10. The expression "recovered under an indemnity for costs of litigation" is a little elliptical. It seems to mean "recovered by reason of steps taken under an indemnity for costs of litigation"; an indemnity cannot itself directly bring about recovery. Counsel argued that there is no intention in the section to give a creditor an advantage by reason of having given an indemnity for the costs of any investigation with a view to possible litigation and referred to in Re Shadler (1905) 5 SRNSW 33. In that case, Walker J. held that s.77 of the N.S.W. Bankruptcy Act 1899 applied in a winding up under the Companies Act but that, giving that section (which was similar in terms so far as relevant to s.109(10)) a strict interpretation, the costs of inquiry into whether or not litigation should be instituted were not covered by the section. It follows from Shadler's case that here, if there had been an indemnity only for the costs of investigation, the section would not have applied; but the indemnity in the end covered both investigation and litigation, as it did not in Shadler's case.

11. The question whether the property was recovered "under" the indemnity is one of some difficulty. Giving the provision the construction mentioned in the preceding paragraph, however, I find that the property was so recovered. It seems a reasonable inference that it was the threat of immediate litigation which induced Mr. Webb to offer to transfer the properties, and that threat was made in the course of the solicitors pursuing their retainer covered by the indemnity for the costs of litigation. In my view, that indemnity covered the preliminary steps such as preparing the Court papers and writing a letter of demand.

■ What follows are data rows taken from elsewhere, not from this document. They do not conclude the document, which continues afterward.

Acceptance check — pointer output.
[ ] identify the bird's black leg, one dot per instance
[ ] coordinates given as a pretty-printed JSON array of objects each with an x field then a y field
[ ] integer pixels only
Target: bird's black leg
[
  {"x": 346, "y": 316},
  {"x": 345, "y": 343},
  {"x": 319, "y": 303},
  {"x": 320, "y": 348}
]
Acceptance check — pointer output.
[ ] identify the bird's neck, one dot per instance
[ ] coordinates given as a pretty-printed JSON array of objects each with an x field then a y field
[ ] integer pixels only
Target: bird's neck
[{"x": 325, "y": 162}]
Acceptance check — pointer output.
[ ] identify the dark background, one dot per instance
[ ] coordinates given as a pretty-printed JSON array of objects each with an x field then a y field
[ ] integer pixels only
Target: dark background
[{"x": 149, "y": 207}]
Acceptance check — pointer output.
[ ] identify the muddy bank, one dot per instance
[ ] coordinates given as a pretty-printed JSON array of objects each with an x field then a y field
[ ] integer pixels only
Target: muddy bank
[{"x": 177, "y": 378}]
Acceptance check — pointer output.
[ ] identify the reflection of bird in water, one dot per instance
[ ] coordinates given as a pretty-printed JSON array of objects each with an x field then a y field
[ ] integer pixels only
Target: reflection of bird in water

12. It is true that, had it not been for the investigative work which was done, and in particular the public examination, it seems unlikely that the trustee would have been able to ascertain the facts; had he not known the relevants facts, then the instructions to sue would never have been given. But I do not think that the fact there was also an indemnity in respect of the costs of the investigative work should be held to deprive the indemnifying creditor of whatever benefit would otherwise flow from the indemnity for the costs of litigation.

13. Counsel for Australian Guarantee Corporation Limited also pointed out that in no reported case does the provision seemed to have been applied at such an early stage; here the proceedings do not even appear to have been served at the time Mr. Webb agreed to transfer the properties. But the provision does not say "recovered by means of litigation" and I am satisfied, as I have said, that the present facts are caught by the provision.

14. Apart from the costs already expended, I am told a sum in the region of $6,000 may have to come out of the fund to meet the parties' costs of the present application, assuming all costs come out of the fund. As set out below, the costs of Australian Guarantee Corporation Limited will not wholly come from the fund. On the basis that there is a net amount of about $30,000 to be distributed, and taking into account the relative size of the two debts and the risk run, I have come to the conclusion that Mercantile Credits Limited should receive, in the first place, half the net amount recovered, and that the other half should be distributed pro rata.

15. There is a complication as to costs in that, in my view, Australian Guarantee Corporation Limited should have its costs out of the fund, but limited to one day's hearing in view of the inadequacy of its initial notice of intention to oppose. I shall invite counsel to address me generally as to costs.